When Archer returns to the Pacific Point morgue, he learns that Joe Tarantine had been dead before being placed in his boat and set adrift. Mario suspects that it was Galley who was responsible, using Dalling as an accomplice, and goes after her. Archer discovers her in Dalling's house, where she has shot Mario after he attacked her. She admits to having helped kill Joe and then Dalling and is about to shoot Archer when the badly injured Mario enters the room and she empties the gun into him before he will die. Galley now admits that she had been Speed's hospital nurse after he was shot during the heroin robbery and had met Joe Tarantine through him. After Archer has her arrested, he visits Mrs Lawrence to tell her the case is closed. Finding her convinced of Galley's innocence, he gives her the fee he had originally accepted from Dowser in order to help pay her legal fees.

==Evaluation==
On its appearance, The Way Some People Die was met with admiring reviews as a book transcending its genre. For James Sandoe of the New York Herald Tribune, "his book follows the hard-boiled pattern with a rare freshness and originality". And for Anthony Boucher, writing in The New York Times, "Macdonald has the makings of a novelist of serious calibre – in his vivid realization of locale; in his striking prose style…in his moving three-dimensional characterization…[It is] the best novel in the tough tradition I've read since Farewell, My Lovely and possibly since The Maltese Falcon."

Tom Nolan later described the novel in his biography of Macdonald as "A vivid tableau of postwar southern California and a stylish retelling of certain Greek myths". Galley is a strikingly beautiful 24-year-old who uses her looks to manipulate susceptible men. The name Galatea (which means milk-white) occurs twice in ancient myth. Firstly it is that of the stone statue with whom her creator, Pygmalion, fell in love. Secondly it was the name of a sea nymph whose partner meets a violent death.
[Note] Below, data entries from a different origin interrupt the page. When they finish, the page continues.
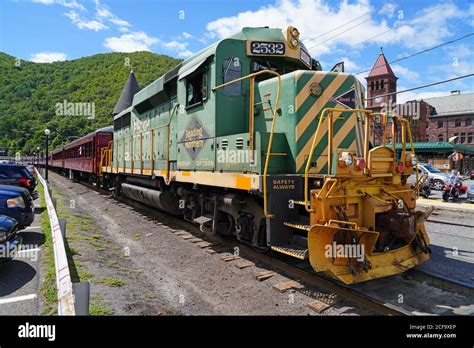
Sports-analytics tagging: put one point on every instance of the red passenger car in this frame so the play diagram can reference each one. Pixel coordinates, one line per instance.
(82, 156)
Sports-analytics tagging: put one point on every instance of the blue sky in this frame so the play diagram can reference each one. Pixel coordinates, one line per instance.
(353, 31)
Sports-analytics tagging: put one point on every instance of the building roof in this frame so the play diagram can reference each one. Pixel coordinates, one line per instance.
(430, 146)
(381, 67)
(456, 104)
(126, 97)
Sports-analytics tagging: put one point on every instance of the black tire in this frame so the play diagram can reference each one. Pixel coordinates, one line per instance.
(438, 184)
(445, 196)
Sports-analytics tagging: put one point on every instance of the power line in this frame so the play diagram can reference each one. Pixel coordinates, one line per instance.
(423, 86)
(383, 33)
(420, 52)
(339, 34)
(329, 31)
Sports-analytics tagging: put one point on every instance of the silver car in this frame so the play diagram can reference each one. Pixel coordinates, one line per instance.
(439, 178)
(470, 194)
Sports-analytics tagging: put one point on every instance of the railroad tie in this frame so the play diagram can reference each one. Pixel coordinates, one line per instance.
(290, 284)
(261, 276)
(318, 306)
(203, 244)
(244, 264)
(228, 258)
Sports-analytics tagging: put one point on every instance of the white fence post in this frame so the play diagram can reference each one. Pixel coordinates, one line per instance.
(63, 277)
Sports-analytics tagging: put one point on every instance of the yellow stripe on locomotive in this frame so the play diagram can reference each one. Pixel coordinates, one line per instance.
(250, 138)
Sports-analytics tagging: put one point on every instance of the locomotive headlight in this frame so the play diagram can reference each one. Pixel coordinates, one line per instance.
(348, 159)
(315, 89)
(292, 35)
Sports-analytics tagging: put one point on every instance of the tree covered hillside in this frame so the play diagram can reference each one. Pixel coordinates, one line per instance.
(29, 94)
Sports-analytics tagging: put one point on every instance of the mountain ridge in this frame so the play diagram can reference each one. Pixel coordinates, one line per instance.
(30, 94)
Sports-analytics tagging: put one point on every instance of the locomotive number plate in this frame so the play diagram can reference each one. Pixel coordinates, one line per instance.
(267, 48)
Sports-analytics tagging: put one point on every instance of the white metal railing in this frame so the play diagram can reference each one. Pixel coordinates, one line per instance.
(63, 277)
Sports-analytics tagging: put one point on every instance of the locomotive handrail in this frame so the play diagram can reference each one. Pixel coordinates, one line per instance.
(313, 145)
(405, 127)
(251, 125)
(168, 126)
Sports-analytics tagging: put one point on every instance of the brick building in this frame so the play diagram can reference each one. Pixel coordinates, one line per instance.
(452, 117)
(381, 80)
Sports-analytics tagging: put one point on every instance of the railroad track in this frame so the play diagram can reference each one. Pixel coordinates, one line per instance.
(449, 223)
(443, 282)
(305, 274)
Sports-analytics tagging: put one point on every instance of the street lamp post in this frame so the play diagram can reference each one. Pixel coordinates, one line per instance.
(46, 132)
(37, 151)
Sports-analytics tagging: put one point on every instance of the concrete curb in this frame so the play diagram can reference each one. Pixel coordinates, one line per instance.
(63, 277)
(468, 207)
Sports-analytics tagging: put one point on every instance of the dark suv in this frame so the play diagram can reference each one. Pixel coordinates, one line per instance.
(16, 202)
(18, 175)
(9, 239)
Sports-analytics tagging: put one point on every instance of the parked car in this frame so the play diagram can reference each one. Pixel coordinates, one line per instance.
(31, 170)
(470, 194)
(9, 238)
(17, 203)
(439, 178)
(18, 175)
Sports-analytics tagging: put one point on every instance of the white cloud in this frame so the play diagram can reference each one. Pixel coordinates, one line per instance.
(175, 45)
(84, 24)
(429, 27)
(405, 73)
(388, 9)
(131, 42)
(404, 97)
(47, 57)
(349, 65)
(103, 12)
(69, 4)
(185, 54)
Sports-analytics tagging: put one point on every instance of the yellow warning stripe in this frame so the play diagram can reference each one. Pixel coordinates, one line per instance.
(319, 104)
(338, 138)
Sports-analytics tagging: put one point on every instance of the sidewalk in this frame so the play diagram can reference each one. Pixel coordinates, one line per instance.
(440, 204)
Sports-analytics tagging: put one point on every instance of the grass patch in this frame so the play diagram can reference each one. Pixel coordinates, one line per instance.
(137, 236)
(48, 288)
(98, 308)
(112, 282)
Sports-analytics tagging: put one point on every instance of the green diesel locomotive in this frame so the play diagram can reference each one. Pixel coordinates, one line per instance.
(250, 138)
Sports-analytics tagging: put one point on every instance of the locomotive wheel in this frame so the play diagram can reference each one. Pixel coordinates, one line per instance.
(445, 196)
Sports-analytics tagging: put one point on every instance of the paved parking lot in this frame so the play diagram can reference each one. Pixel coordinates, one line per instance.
(21, 278)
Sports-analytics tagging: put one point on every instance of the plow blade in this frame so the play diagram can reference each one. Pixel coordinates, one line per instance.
(344, 251)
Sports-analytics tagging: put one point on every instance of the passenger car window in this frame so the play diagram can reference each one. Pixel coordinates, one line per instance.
(232, 70)
(196, 88)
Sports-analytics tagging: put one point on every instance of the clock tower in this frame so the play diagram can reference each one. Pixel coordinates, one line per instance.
(381, 80)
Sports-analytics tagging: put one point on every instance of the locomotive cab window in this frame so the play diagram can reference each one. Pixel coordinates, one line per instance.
(232, 70)
(196, 88)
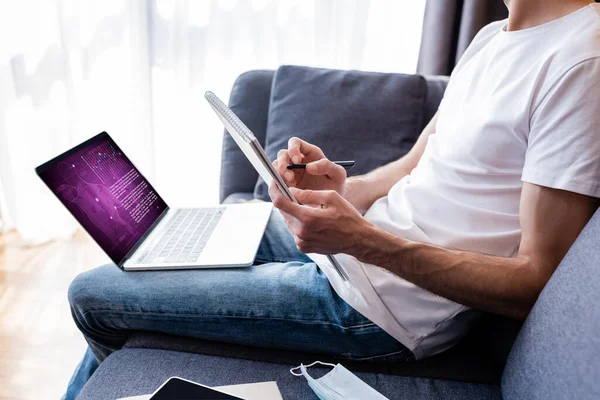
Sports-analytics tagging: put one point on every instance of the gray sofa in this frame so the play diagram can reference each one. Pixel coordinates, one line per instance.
(556, 354)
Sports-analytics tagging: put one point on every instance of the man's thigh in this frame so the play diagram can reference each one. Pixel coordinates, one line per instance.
(279, 305)
(277, 244)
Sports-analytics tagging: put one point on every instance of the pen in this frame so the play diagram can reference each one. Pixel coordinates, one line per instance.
(345, 164)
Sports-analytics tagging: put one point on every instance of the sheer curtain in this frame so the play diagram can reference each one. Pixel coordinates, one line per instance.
(138, 70)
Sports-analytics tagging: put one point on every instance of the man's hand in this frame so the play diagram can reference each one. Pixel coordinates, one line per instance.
(323, 223)
(320, 173)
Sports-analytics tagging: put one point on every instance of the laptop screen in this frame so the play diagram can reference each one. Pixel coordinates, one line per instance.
(104, 191)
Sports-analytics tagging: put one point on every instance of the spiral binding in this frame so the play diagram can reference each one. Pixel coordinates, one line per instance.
(231, 118)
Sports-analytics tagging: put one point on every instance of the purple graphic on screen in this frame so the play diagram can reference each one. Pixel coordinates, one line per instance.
(106, 194)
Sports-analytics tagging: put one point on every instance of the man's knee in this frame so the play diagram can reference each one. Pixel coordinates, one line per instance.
(85, 291)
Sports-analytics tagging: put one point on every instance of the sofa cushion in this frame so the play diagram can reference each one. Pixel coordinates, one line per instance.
(469, 361)
(557, 352)
(369, 117)
(132, 372)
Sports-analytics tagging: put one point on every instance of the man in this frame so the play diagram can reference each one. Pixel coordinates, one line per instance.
(477, 216)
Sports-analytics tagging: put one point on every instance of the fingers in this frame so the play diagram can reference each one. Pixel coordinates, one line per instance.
(315, 198)
(299, 151)
(283, 160)
(283, 203)
(326, 167)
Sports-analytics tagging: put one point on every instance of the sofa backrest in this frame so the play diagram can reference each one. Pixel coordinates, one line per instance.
(557, 352)
(249, 99)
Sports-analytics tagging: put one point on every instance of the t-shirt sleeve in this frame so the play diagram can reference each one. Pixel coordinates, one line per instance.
(563, 150)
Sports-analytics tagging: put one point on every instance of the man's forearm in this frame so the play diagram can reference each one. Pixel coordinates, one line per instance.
(502, 285)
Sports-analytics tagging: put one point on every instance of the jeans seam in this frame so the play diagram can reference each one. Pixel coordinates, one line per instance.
(190, 315)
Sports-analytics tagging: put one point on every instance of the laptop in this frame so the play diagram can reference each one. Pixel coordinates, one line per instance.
(132, 223)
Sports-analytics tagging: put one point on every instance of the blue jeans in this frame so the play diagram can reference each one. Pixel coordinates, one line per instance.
(284, 301)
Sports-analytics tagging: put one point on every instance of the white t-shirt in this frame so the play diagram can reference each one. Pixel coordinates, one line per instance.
(521, 106)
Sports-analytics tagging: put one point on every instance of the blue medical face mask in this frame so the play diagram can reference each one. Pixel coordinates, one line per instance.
(338, 384)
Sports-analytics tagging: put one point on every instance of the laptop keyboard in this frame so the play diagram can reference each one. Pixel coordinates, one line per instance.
(185, 237)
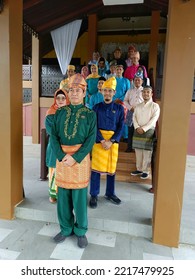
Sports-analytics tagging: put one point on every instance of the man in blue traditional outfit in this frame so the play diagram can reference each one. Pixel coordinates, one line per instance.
(110, 121)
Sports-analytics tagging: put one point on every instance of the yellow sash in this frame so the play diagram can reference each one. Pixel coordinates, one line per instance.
(76, 176)
(105, 161)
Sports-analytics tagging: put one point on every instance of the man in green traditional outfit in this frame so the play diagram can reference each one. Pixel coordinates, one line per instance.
(72, 138)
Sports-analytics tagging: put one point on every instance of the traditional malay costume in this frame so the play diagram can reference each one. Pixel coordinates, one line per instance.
(73, 133)
(50, 156)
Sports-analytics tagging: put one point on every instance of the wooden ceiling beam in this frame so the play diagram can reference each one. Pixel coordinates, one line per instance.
(27, 4)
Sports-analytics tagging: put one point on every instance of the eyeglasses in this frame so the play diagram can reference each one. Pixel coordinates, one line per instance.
(61, 98)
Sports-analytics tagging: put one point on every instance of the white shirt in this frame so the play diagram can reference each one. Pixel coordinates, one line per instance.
(146, 115)
(133, 97)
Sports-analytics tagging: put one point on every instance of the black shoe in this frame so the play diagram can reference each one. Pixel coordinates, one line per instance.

The mythological parallel is not insisted on by Macdonald. Though Joe Tarantine's body is discovered in a wrecked boat, suggesting a sea connection, it had been placed there after he had been murdered on land and his body kept in a refrigerator. Another critic makes more of the Pygmalion connection. The sculptor had despised all women before he created his ideal in stone and fell in love with that. Other characters in the novel project onto Galley their own perceptions and so do not guess her true, inhuman nature. It is only towards the end that Archer himself sees through her: "Only the female sex was human in her eyes, and she was its only important member."

Indeed, Archer's insight is itself one more projection, a reflection of his own personality. Although he is capable of sympathy - and manifests it in his care to rehabilitate the teenage addict Ruth – his insight into the chaos of human relationships is mainly useful "as a means to follow his profession". Essentially, as several other commentators have put it, Archer is (and must remain) a neutral figure. As with Galley, he uses what he has for his own ends, even though those are widely divergent.